Burgess Shale and vicinity: P. walcotti Rasetti, 1966.
Other deposits: many species worldwide, in Lower and Middle Cambrian rocks.
The Walcott and Raymond Quarries on Fossil Ridge. The Trilobite Beds on Mount Stephen.
Walcott (1916) published only a very brief description when he first named and illustrated this species. A full account finally appeared in Rasetti (1966), along with that of a new Burgess Shale species, P. walcotti.
Hard parts: adult dorsal exoskeletons reach about 10 mm in length (including the pygidial spine). The cephalon is semicircular, with a narrow flattened rim crossed by radiating furrows around the front margin. The glabella is narrow and anteriorly pointed with weak lateral constrictions; a delicate spine (usually broken off and not seen) extends up and back from the occipital ring. Tiny eyes are located well out on short, narrow cheeks bounded by proparian facial sutures. There are two thoracic segments. The pygidium is about the same size and outline shape as the cephalon, with a narrow axis of five rings and a terminal piece bearing a slender rearward projecting spine (often broken off). Faint pleural furrows may be visible on the pygidium.
P. walcotti is very similar, but the dorsal exoskeleton bears fine granules.
Unmineralized anatomy: not known.
P. bootes is very common in the Walcott Quarry. It is the third most common trilobite with at least 1000 specimens observed (Caron and Jackson, 2008), prompting Rasetti (1951) to define the “Pagetia bootes faunule” as the conventional shelly fossil assemblage associated with the exceptionally preserved soft-bodied biota. The co-occurring P. walcotti is very rare.
Adult eodiscine trilobites were members of the mobile benthic epifauna, possibly, like their co-occuring agnostine cousins, micrograzers or deposit (particle) feeders, adapted to colder, deeper, offshore waters.
CARON, J.-B. AND JACKSON, D. A. 2008. Paleoecology of the Greater Phyllopod Bed community, Burgess Shale. Palaeogeography, Palaeoclimatology, Palaeoecology, 258:222-256.

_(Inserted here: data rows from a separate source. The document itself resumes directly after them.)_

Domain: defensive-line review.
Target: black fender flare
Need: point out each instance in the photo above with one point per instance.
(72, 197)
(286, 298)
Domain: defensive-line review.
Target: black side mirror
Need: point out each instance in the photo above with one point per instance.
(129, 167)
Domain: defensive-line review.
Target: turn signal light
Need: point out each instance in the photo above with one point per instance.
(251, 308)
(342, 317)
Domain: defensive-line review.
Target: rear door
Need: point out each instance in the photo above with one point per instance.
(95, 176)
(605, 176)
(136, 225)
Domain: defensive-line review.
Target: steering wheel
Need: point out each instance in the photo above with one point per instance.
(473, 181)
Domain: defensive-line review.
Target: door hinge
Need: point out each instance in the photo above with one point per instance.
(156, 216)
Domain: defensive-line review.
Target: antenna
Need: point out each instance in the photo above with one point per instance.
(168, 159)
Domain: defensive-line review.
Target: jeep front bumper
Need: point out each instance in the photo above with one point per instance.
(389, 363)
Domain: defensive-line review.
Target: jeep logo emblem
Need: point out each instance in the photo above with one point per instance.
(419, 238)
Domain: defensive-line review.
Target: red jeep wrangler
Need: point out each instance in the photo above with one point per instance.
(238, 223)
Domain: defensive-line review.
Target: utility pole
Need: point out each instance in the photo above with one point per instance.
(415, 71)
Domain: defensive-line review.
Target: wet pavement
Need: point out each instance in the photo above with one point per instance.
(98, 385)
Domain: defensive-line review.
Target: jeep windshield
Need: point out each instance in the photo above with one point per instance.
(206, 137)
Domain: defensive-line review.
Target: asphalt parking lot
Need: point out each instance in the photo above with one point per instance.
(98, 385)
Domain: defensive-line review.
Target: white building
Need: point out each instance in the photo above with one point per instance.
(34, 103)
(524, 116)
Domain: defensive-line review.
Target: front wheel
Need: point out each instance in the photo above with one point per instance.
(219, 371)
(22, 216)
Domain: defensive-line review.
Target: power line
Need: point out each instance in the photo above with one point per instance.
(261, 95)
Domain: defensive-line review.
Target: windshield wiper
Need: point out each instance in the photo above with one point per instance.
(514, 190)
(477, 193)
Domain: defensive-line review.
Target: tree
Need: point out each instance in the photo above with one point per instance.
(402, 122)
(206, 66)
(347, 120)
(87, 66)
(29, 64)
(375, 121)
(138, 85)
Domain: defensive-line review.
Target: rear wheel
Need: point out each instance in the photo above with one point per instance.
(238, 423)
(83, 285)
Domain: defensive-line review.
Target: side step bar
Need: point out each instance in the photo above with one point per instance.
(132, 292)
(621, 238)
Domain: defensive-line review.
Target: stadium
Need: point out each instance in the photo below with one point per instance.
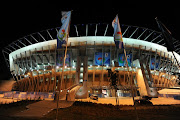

RASETTI, F. 1951. Middle Cambrian stratigraphy and faunas of the Canadian Rocky Mountains. Smithsonian Miscellaneous Collections, 116(5):277 p.
RASETTI, F. 1966. Revision of the North American species of the Cambrian trilobite genus Pagetia. Journal of Paleontology, 40:502-511.
SCHOLTZ, G. AND G. D. EDGECOMBE. 2006. The evolution of arthropod heads: reconciling morphological, developmental and palaeontological evidence. Development Genes and Evolution, 216:395-415.
WALCOTT, C. D. 1916. Cambrian trilobites. Smithsonian Miscellaneous Collections, 64(5):301-456.